Is McCain's Military Experience a Plus?
by
Arkady
07/02/2008, 5:09 PM #
This started as a response to another poster, but I wanted to expand on it here, for general comment. The conventional wisdom says that we can attribute the Iraq War, in part, to the "chickenhawks" who, never having been in a war, regarded it as a frivolous thing, to be entered into casually. The conventional wisdom suggests that those who have first-hand experience with the horrors of war are more reluctant to start one except as a last resort.
There's something comforting about that conventional wisdom. It would be nice if the hard-won experience of serving in combat did make men sadder and wiser leaders, serving as a lifelong cautionary tale. The only problem with that narrative is that it doesn't seem to be true. Sure, there are some combat veterans who draw from that experience a respectable reluctance to put the next generation of young men through that hell. And there are some life-long civilians who seem so eager to order others into combat that one is tempted to assume that it's because all their ideas of combat come from romantic pulp novels and glorious old Hollywood war movies. But is there really any pronounced trend for combat veterans to be more reluctant, later in life, to start wars?
I don't think history bears that out. If anything, living through those wartime horrors seems to desensitize people to them, or even to give them a sense of having paid their dues enough to entitle them to send other men off to die in their turn. Many of the biggest warmongers in history were men whose younger years were spent fighting on the front lines -- men who should have known better, but were perfectly happy setting off bloodbaths on trivial pretexts.
Napoleon went from being a young military officer to conquering much of Europe as France's leader. Adolf Hitler was more aware of the horrors of war than most people -- he was almost gassed to death as a corporal in the First World War.

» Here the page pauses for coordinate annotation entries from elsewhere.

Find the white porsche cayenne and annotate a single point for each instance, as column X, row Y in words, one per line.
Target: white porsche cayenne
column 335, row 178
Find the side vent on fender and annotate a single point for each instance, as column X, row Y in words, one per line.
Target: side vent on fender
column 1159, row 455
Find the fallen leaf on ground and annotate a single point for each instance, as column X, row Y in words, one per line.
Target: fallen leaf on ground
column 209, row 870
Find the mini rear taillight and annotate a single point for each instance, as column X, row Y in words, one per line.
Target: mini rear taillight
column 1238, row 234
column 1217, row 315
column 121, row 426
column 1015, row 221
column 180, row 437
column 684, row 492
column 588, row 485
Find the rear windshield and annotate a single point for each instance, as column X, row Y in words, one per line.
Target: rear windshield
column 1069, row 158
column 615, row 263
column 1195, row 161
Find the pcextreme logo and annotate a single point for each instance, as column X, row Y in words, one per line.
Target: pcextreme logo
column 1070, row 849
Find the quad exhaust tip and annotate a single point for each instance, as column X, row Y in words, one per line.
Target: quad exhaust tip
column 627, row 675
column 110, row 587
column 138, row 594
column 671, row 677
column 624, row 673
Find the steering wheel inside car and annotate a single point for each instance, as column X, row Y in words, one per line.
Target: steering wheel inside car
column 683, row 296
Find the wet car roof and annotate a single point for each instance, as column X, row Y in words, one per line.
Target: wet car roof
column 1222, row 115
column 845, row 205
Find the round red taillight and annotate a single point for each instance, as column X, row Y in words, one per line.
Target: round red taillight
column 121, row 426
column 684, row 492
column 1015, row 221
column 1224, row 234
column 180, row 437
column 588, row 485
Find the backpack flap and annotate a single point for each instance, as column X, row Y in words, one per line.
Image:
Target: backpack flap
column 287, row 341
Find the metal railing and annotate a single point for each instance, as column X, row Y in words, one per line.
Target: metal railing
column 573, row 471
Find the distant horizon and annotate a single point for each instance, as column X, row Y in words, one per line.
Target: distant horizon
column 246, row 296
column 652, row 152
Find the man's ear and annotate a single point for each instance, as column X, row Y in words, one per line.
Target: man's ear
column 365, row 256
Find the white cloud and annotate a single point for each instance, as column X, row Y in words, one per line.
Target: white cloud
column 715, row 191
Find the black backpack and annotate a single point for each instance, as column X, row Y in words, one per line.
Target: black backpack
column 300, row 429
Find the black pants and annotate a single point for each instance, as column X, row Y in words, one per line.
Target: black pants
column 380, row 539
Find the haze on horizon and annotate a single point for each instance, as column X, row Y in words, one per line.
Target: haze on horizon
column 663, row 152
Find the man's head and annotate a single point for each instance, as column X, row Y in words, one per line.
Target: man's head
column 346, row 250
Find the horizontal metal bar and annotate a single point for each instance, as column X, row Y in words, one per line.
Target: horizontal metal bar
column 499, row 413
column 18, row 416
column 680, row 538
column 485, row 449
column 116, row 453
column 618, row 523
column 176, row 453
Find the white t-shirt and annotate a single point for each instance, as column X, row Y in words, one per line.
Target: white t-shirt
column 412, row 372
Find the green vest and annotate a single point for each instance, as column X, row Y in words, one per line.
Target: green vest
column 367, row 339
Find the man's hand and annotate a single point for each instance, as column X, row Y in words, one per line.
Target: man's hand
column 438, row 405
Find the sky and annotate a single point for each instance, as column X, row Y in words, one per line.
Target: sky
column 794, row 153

Yet he is personally responsible for the biggest war in history. The three men most responsible for getting the US involved in the nightmare of Vietnam were Eisenhower, Kennedy, and Johnson, all three of whom had personal combat experience. The bloodiest war in American history, the Civil War, was between two political factions each led by a man who had combat experience in an earlier war. A combat veteran of that war went on to lead America into the colonial war against the Phillipines.
When I step back and look at history, I find it astonishing that this weird conventional wisdom can survive. From Alexander the Great in the ancient world up through the strongmen in Africa today, a huge number of those responsible for bloody wars of aggression have been people who spent their younger years on the front lines themselves. So, what leads us to believe such combat experience makes people less likely to casually invade other countries?
What we know of psychology suggests the opposite will be true. Are the children of abusive parents more or less likely to abuse their own kids? It would be nice if, having experienced the horrors of such an upbringing first hand, these people were extra careful to be patient and loving with their own kids. And some, of course, do take exactly those lessons and go on to be great parents. But, statistically, those who were the victims of those terrible behaviors are more likely to perpetrate them on their own kids. So, it wouldn't be surprising to find that, similarly, those who as young men were sent off to kill and die in unnecessary wars were actually more likely to do the same to the next generation.